Unregistrierter gast schrieb:


> ..den FOKUS woanders hin zu setzen. Z.B. auf "AUTO" oder auf irgendein (Dummy-) Eingabefeld.
> 
> Das sollte auf jeden Fall mit der Bildanwahl, wo du ja ein Feld aktivieren kannst, funktionieren. Vielleicht gehts auch anders (Script).


Den Fokus bei Bildanwahl auf ein Dummy-Eingabefeld setzen mache ich bereits. Leider geht das über einen Tastendruck scheinbar nicht. Scripte kennt das OP177B nicht.



andre schrieb:


> ..mit dem Tastendruck zu der Funktion noch das selbe Bild wieder aufrufen und da die Feld-Nr. für das dazugehörige Feld mit angeben..


Dann bleibt nach dem Neuaufbau des Bildes das Bit der Taste gesetzt. Ich verwende "SetzeBitWaehrendTasteGedrueckt", vielleicht ginges mit Setzen/Rücksetzen. An allen Schaltflächen den zusätzlichen Bildaufruf projektieren, möchte ich allerdings auch nicht. Wenn es keine einfache Lösung gibt, dann bleibt es eben so. Schätze, man wird sowieso meist den Touch benutzen.



andre schrieb:


> ..Mit Auslösen der Funktion (Taste oder Touch) einen Farbwechsel meinetwegen des Hintergrundes der Schaltfläche auslösen. Ich denke das macht die Sache wieder eindeutiger...
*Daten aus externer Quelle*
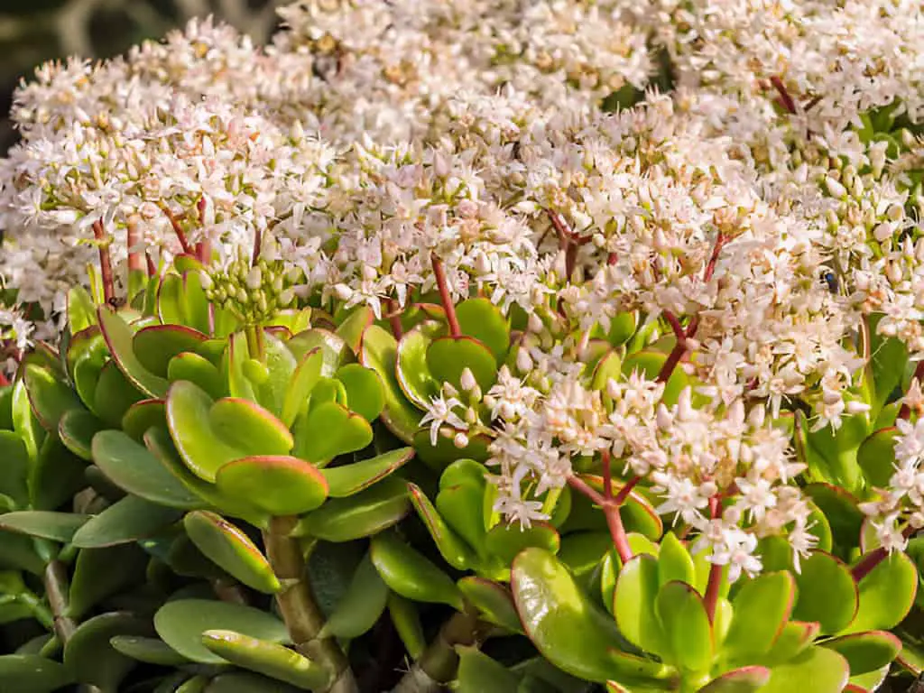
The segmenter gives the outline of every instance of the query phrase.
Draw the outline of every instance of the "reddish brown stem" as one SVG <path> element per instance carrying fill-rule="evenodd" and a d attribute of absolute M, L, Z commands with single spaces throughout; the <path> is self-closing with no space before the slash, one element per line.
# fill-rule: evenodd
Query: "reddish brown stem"
<path fill-rule="evenodd" d="M 208 264 L 212 259 L 212 243 L 201 240 L 196 244 L 196 260 L 202 264 Z"/>
<path fill-rule="evenodd" d="M 718 495 L 709 499 L 709 509 L 712 519 L 718 519 L 722 517 L 722 504 L 719 502 Z M 706 583 L 706 594 L 702 601 L 710 623 L 715 619 L 715 606 L 719 602 L 719 588 L 722 587 L 722 565 L 717 565 L 714 563 L 709 569 L 709 581 Z"/>
<path fill-rule="evenodd" d="M 632 489 L 634 489 L 640 480 L 641 477 L 632 477 L 632 479 L 630 479 L 626 484 L 619 490 L 619 492 L 616 493 L 616 497 L 613 500 L 613 502 L 617 505 L 622 505 L 626 503 L 626 499 L 629 497 L 629 493 L 632 492 Z"/>
<path fill-rule="evenodd" d="M 712 274 L 715 274 L 715 265 L 719 261 L 719 251 L 722 250 L 722 247 L 725 245 L 726 238 L 723 234 L 719 234 L 715 237 L 715 244 L 712 246 L 712 252 L 709 256 L 709 261 L 706 262 L 706 269 L 702 273 L 702 280 L 708 282 L 712 278 Z M 674 322 L 671 322 L 671 318 L 676 321 L 676 318 L 673 315 L 668 314 L 667 311 L 664 313 L 664 317 L 667 318 L 668 322 L 671 322 L 671 327 L 674 328 L 674 332 L 677 334 L 677 343 L 675 345 L 671 353 L 667 356 L 667 360 L 664 361 L 664 365 L 661 367 L 661 372 L 658 373 L 658 382 L 666 383 L 671 375 L 674 373 L 674 369 L 677 367 L 680 359 L 683 359 L 684 354 L 687 353 L 687 340 L 692 339 L 696 336 L 696 332 L 699 328 L 699 316 L 694 315 L 693 319 L 690 321 L 689 325 L 687 327 L 687 332 L 681 330 L 679 333 L 677 327 L 675 326 Z M 679 321 L 676 322 L 677 326 L 680 325 Z M 680 335 L 683 335 L 681 338 Z"/>
<path fill-rule="evenodd" d="M 914 528 L 908 525 L 902 530 L 902 536 L 907 539 L 912 534 L 915 533 Z M 859 562 L 850 568 L 850 575 L 853 576 L 854 581 L 858 583 L 864 578 L 866 578 L 869 573 L 872 572 L 873 568 L 879 565 L 882 561 L 889 557 L 889 552 L 880 546 L 874 551 L 870 551 L 865 556 L 863 556 Z"/>
<path fill-rule="evenodd" d="M 674 335 L 677 338 L 677 342 L 686 341 L 687 333 L 684 331 L 684 326 L 680 324 L 680 321 L 677 320 L 677 316 L 670 310 L 664 310 L 664 320 L 668 322 L 671 329 L 674 330 Z"/>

Joo, auch das habe ich. Es funktioniert jedoch erst, wenn das dazugehörige Programm fertig ist. Der Farbwechsel wird von der Steuerung gesetzt, quasi wie eine Meldeleuchte.


Gruß, Onkel


----------



## Grollmus (2 April 2007)

*Focus auf Schaltfläche*

Hallo,

habe das mal ausprobiert, leider jedoch keine Lösung für das Problem gefunden. Ich werde es morgen nochmal mit Kollegen besprechen. Melde mich falls ich eine Lösung finde.

Falls Du eine Lösung findest würde mich diese interessieren.


----------



## Onkel Dagobert (2 April 2007)

Hallo Eduard,

Besten Dank, ich habe es eben gerade auch noch mal kurz probiert.
Es funktioniert, wenn man:

- Drücken - SetzeBit
- Loslassen - RücksetzeBit
- Klicken - AktiviereBild (Fokus Dummy-Eingabefeld)
..projektiert. Allerdings erkennt man wegen des Bildaufruf's selbst bei der Simulation eine schlechtere Dynamik des Bits in der Steuerung. Morgen kann ich es am Gerät testen.
Wo liegt eigentlich der Unterschied zwischen Klicken und Drücken? Wenn ich AktiviereBild beim Drücken hinten drann hänge, geht z.Bsp. garnichts.

Mit:
- Drücken - SetzeBitWaehrendTasteGedrueckt
- Klicken - AktiviereBild (Fokus Dummy-Eingabefeld)
..geht es auch, scheint jedoch noch etwas träger zu sein.


Gruß, Onkel


PS:
Ihr habt verdammt stolze Preise!


----------



## Unregistrierter gast (3 April 2007)

Onkel Dagobert schrieb:


> Dann bleibt nach dem Neuaufbau des Bildes das Bit der Taste gesetzt. Ich verwende "SetzeBitWaehrendTasteGedrueckt", vielleicht ginges mit
> Gruß, Onkel



Vorsicht, dass kann auch unter anderen umständen passieren.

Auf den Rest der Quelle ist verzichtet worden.